Somewhere in the intervening six years I guess I became a man, and I’ve definitely grown as a writer, though not as much as I should have if I’d been more diligent this whole time, and it’s fascinating to open up what amounts to a message in a bottle from myself.  The really satisfying thing, though, is looking at this old stuff and realizing that it’s actually good.  Rough, unpolished, sometimes embarrassingly amateurish, but there’s some decent stuff to be polished up and fixed here.

I am looking now at a hardboiled slacker narrative I started writing about ten minutes after the first time I watched Brick.  At the time I was heavily into Kevin Smith as well, so that seeped in along with the first- and second-hand Hammett and Chandler, and there was a fair amount of semi-autobiographical detail there too, stuff like my delivery job, favorite video store, and the tobacco shop I hung out in at the time, and the end result was half of a story about a video store clerk whose murdered roommate and best friend has accidentally dragged him into a Maltese Falconesque MacGuffin hunt that somehow reads like a Big Lebowski pastiche even though it would be at least a year before I watched The Big Lebowski for the first time.  But it’s got some good stuff.  The narration is kind of ridiculous, but it’s snappy, and there are some clever lines scattered throughout, and it’s pretty well paced.  I’m going to finish it now, and when I do I think it’ll be something I can take pride in.
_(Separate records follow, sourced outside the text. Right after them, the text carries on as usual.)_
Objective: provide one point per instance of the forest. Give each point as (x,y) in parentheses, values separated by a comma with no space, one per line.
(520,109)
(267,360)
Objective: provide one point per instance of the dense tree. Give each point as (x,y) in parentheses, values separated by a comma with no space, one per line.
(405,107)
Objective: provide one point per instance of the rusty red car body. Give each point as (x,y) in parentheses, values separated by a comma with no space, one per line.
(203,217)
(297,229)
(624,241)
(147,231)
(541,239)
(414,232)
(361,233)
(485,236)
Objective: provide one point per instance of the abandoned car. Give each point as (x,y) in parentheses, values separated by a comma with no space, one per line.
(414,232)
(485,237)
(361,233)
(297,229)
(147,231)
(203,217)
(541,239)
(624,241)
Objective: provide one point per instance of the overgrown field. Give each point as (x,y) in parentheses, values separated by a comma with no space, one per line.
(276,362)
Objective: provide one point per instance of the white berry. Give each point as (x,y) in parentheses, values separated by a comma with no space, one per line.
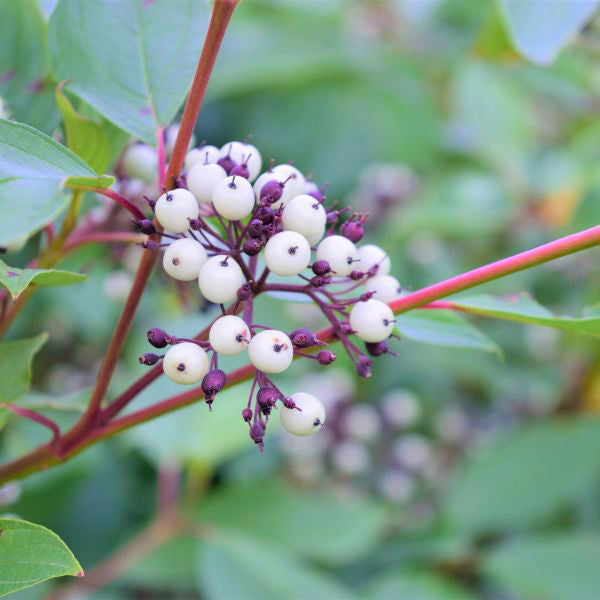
(206,155)
(373,321)
(339,252)
(229,335)
(220,278)
(385,287)
(287,253)
(140,161)
(233,198)
(371,255)
(174,209)
(184,258)
(185,363)
(271,351)
(202,180)
(305,215)
(306,421)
Then next on the docket is what I think has to hold the record as the oldest coherent story idea I haven’t discarded for being embarrassingly stupid (such as my adventure series about a gunslinging badass waging war against the Ku Klux Klan after they take over the country, or the one that was basically Stephen King’s Dark Tower series without coherence or a plot).  I took my first crack at this idea when I was about twelve or thirteen, and then I took  couple of additional swings at it over the years until finally I sat down at the age of twenty-two or twenty-three and began to write the thing out in longhand during my lunch breaks at Wal-Mart (I worked there before their marketing trolls decided they should drop the hyphen).  I had a crisis of faith around that time that kind of mirrored what the protagonist was going through in the story, and hit a point where I could either write a dishonest ending, or a depressing one, and so I left it at that for six years.
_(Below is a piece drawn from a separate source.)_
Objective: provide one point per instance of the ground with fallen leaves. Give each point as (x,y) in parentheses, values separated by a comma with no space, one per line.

I’m ready to finish it now, and finish it optimistically and honestly at the same time, which I guess took a six-year journey from where I was to where I am.  I started it as a middle school kid obsessed with Isaac Asimov’s robot stories, continued it as a directionless college grad dealing with existential angst, and now I’m ready to finish it.  The story of Father MRK-17691, robot missionary.  Fired from orbit onto the surface of a colony world separated from human society and regressed to an iron age culture, he’s a mechanical monk programmed to administer the gospel in hostile environments, and I’ve left him and his questions of faith and personhood hanging unresolved for too long.